I have spent the past few days drafting up the challenge problem they are to solve by the end of the camp.

The Eureka Dilemma

Above is a link to the draft of the challenge problem that I have written for them to solve. Take a look and let me know your opinion on it.

The students this will be given to are students rising into 8th grade and they will be using DroneBlocks for the programming of the drones. The drones to be used are DJI Phantom 3 Standard UAVs.

STEM Program Update – Draft 1

While on my Christmas Break, I have updated the proposal for the STEM program at Ferris High School.

CTE STEM Proposal Update – Draft 1

The proposal update makes several changes from the original proposal submitted at the conclusion of the 2015/2016 academic year.

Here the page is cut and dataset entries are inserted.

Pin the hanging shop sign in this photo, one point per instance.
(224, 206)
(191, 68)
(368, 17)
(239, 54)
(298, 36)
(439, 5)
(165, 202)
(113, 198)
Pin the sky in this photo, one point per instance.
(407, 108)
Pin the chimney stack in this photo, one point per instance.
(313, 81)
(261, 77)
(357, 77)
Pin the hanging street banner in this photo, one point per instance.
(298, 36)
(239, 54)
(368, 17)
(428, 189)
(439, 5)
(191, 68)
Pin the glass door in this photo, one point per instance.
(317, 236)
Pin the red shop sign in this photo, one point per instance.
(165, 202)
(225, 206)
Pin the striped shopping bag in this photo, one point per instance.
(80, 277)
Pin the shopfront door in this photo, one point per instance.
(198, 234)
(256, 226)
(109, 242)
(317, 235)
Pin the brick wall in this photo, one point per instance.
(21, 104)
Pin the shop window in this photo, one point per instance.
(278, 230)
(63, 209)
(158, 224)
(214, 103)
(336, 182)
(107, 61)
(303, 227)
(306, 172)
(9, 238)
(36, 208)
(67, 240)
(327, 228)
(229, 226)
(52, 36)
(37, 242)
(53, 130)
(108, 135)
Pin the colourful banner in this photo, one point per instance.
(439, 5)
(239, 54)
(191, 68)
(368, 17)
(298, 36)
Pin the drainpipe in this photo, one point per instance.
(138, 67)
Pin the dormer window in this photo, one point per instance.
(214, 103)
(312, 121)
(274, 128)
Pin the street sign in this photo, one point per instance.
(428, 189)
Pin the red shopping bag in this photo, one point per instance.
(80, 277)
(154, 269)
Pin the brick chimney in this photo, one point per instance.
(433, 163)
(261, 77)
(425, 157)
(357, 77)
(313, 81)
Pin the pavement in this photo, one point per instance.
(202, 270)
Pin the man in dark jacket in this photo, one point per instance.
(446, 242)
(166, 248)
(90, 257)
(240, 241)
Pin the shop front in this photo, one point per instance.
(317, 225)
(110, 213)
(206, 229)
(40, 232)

The proposal, at it currently exists, calls for the following:

  • REMOVE Principles of Technology – TRANSFER to Science Department
  • RENAME Computer Programming I to AP Computer Science I
  • RENAME Computer Programming II to AP Computer Science II
  • RENAME Computer Programming III to Computer Science III
  • ADD Engineering Design & Problem Solving
  • ADD Robotics I Pre-Requisite Course – AP Computer Science I
  • ADD Robotics I Pre-Requisite Course – Engineering Design & Problem Solving

The proposal also makes a strong effort to provide a STEM Endorsement as outlined by HB5.

SCIENCE

HB5 requires that the student must complete 3 required science courses:

  • Biology
  • Chemistry
  • Physics

In addition, students must complete 2 additional science courses of their choice. We would recommend:

  • Principles of Technology
  • Engineering Design & Problem Solving

MATH

HB5 requires that the student must complete 3 required math courses:

  • Algebra I
  • Geometry
  • Algebra II

In addition, students must complete 2 additional post-Algebra II courses of their choice. We would recommend:

  • AQR or Precalculus
  • AP Computer Science I

TECHNOLOGY/ENGINEERING

HB5 requires that the student must complete 4 courses from a pre-selected list. We would recommend:

  • AP Computer Science I
  • AP Computer Science II
  • Computer Science III
  • Robotics I

The plan also calls for eventually expanding the offerings of additional “overlap” courses such as:

  • Discrete Mathematics for Computer Science (additional math course)
  • Engineering Mathematics (additional math course)

Currently, the proposal is under review by both internal and external sources to verify compliance with HB5.